I don’t think I could ever go cashless. I’d always be worried about c/c systems failing and not being able to pay for needed stuff.
Plus I’m like you. I’m not paying a fee for conveience.
Suburban Survivalist says
I’m trying to go plastic-less, and I try to use cash whenever possible.
I could go cashless pretty easily. I almost never carry cash at all, and right now I write at MOST 1-2 checks per month. I’m sure it wouldn’t be that hard to find some other method of payment. In fact I’m running low on checks, after something like 7 years? and I’m wondering if I should bother reordering them. But I think this varies by area. People here don’t blink an eye if you use a debit card to buy a stamp. Where in other areas of the country, they’d probably charge you to do so. And in other countries, they might not even have the option.
No problem at all. Been going cashless for over a year or so. It couldnt be easier. There has only been one gas station where we have to have a minimum purchase so we just don’t go there.
If I lose my cash it’s gone. If i lose my card I cancel it and have a new one tommorow.
If you don’t have the disciple to stick to paying off the card but if you can pay it off i don’t see one positive to cash.
I use a debit card for everything I can. I use my credit union to send out checks for bills (free). I write a check for our rent (it goes in a drop box in the hall). If I really need cash for something I take it out just for that thing. If I get cash from somewhere I deposit it in the bank. Ideally, I’d use my card and bank for everything.
Ahh, but what would I stuff into a stripper’s panties?
Seriously, I’m like you–carry around $10 – $20 in case I need a bus or whatever, but basically only spend cash at the farmers’ market. Joining a CSA program (basically a farmers’ market but with just a few large payments instead of weekly small payments) is a way to avoid using cash but getting the same result.
When I lived in the US, I operated virtually cashless, keeping only $20 in my wallet should I need it and using plastic for as much as I could. I routed what bills I could to my credit card, if I could not; I set them up for ‘Auto Debit’ from my checking account. My credit card was (still is) paid in full automatically every month, carrying a zero balance. I am now living in Italy, is cash only here, or should I say cash is preferred here. I do not like carrying around hundreds of Dollars worth of EURO with me, if it is lost, or most likely stolen here, there is no hope of recovery. If one does not keep a receipt for a bill paid, the company will say, “The bill was not paid, you need to pay the bill.” More paper to keep track of, not what I like to do. One fellow I worked with that actually set up his ISP bill to be ‘paperless’ and is still having charges to his credit card, even though he canceled his service and left the country over a year ago.
Bad News Bear says
I’m 99.9% cashless – the only time I use cash is when I take cab rides, which is at least two times a week. I could hang around for a cabbie that takes credit cards, but it’s generally inefficient.
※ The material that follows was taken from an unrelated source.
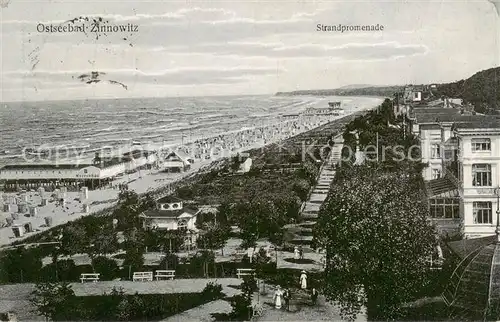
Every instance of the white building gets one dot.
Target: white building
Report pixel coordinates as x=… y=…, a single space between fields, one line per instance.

Oh, I suppose I use quarters for parking meters. Fine… 99.8% cashless.
Cash? What is that? LOL
Our bank doesn’t charge for sending checks online, so we haven’t had a checkbook in five years.
Between the bank account and the debit card, we are hardly ever seen without cash.
When we go out to eat, sometimes there are four of us with debit cards. I keep post-it notes in my purse for these emergencies…what you do is put a post it on EVERY card with the amount that is to be charged to the card. You can split payments everywhere I’ve ever been, and it’s way easier than trying to get separate checks.
I don’t do things that require cash. Putting it on the debit card makes it easier to track purchases and know what you’re spending. But we’re hyper-vigilant about the whole money thing, so it’s not like debit purchases “don’t count” and I think we feel the same pain when we use the debit card that others feel using cash.
Bankruptcy Ben says
I operate pretty much cashless. I have direct debits (automatic payments comming out) set up for all my bills.
We use eftpos mainly, which I think is like debit cards for you (american) guys.
If i have cash in my wallet it seems to get spent, no cashy, no spendy!